Furthermore, Pengrowth should report more news regarding its Lindbergh project. Last month, the company announced a major reclassification of its Lindbergh 2P reserves, more than doubling the NAV from $1.95 to $4.20.
Lindbergh is by far Pengrowth's best prospect for growth, estimated to grow FFO by at least 30% next year. Phase I of the Lindbergh will add around 12,500 BPD of high margin thermal crude production, expandable up to 50,000 BPD.
Considering the recent news events, there is no reason for Pengrowth to be trading below $7 per share. The stock remains undervalued, with the market clearly not factoring in the expected production growth coming online from Lindbergh starting in Q1 2015.

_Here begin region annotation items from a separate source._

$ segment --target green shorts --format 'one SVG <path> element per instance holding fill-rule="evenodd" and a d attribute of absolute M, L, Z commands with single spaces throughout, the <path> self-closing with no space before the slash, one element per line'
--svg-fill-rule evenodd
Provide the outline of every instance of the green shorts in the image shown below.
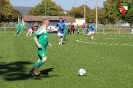
<path fill-rule="evenodd" d="M 37 50 L 37 53 L 38 53 L 38 59 L 42 59 L 44 57 L 47 57 L 45 48 L 36 47 L 36 50 Z"/>

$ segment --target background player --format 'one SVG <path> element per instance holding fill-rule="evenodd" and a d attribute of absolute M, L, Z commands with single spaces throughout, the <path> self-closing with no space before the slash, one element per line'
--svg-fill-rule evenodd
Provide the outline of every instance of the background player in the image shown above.
<path fill-rule="evenodd" d="M 91 35 L 91 39 L 90 40 L 93 40 L 93 38 L 94 38 L 94 33 L 95 33 L 95 25 L 94 25 L 94 23 L 91 23 L 90 25 L 89 25 L 89 35 Z"/>
<path fill-rule="evenodd" d="M 34 41 L 36 43 L 36 50 L 38 52 L 38 60 L 30 70 L 29 74 L 32 76 L 38 75 L 39 67 L 46 62 L 46 47 L 47 45 L 51 47 L 51 44 L 48 43 L 48 32 L 47 27 L 49 25 L 48 19 L 43 19 L 42 27 L 40 27 L 37 32 L 34 34 Z"/>
<path fill-rule="evenodd" d="M 28 27 L 27 34 L 26 34 L 27 37 L 28 35 L 32 36 L 32 32 L 33 32 L 32 28 L 33 28 L 33 22 Z"/>
<path fill-rule="evenodd" d="M 15 32 L 15 36 L 20 36 L 20 30 L 21 30 L 21 25 L 20 25 L 20 22 L 17 23 L 16 25 L 16 32 Z"/>
<path fill-rule="evenodd" d="M 65 24 L 62 22 L 62 18 L 59 19 L 59 23 L 57 23 L 56 27 L 58 27 L 58 39 L 59 39 L 59 45 L 62 45 L 63 42 L 63 36 L 64 36 L 64 28 Z"/>
<path fill-rule="evenodd" d="M 64 24 L 65 24 L 65 28 L 64 28 L 64 36 L 63 36 L 63 39 L 66 40 L 66 35 L 68 33 L 68 23 L 67 23 L 66 19 L 64 20 Z"/>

With its nearly 6.50% yield, Pengrowth is paying you to wait. I have been taking advantage of the pullback and adding to my position via call options.
Disclaimer: The opinions in this article are for informational purposes only and should not be construed as a recommendation to buy or sell the stocks mentioned. Please do your own due diligence before making any investment decision.
Disclosure: The author is long PGH. The author wrote this article themselves, and it expresses their own opinions. The author is not receiving compensation for it (other than from Seeking Alpha). The author has no business relationship with any company whose stock is mentioned in this article.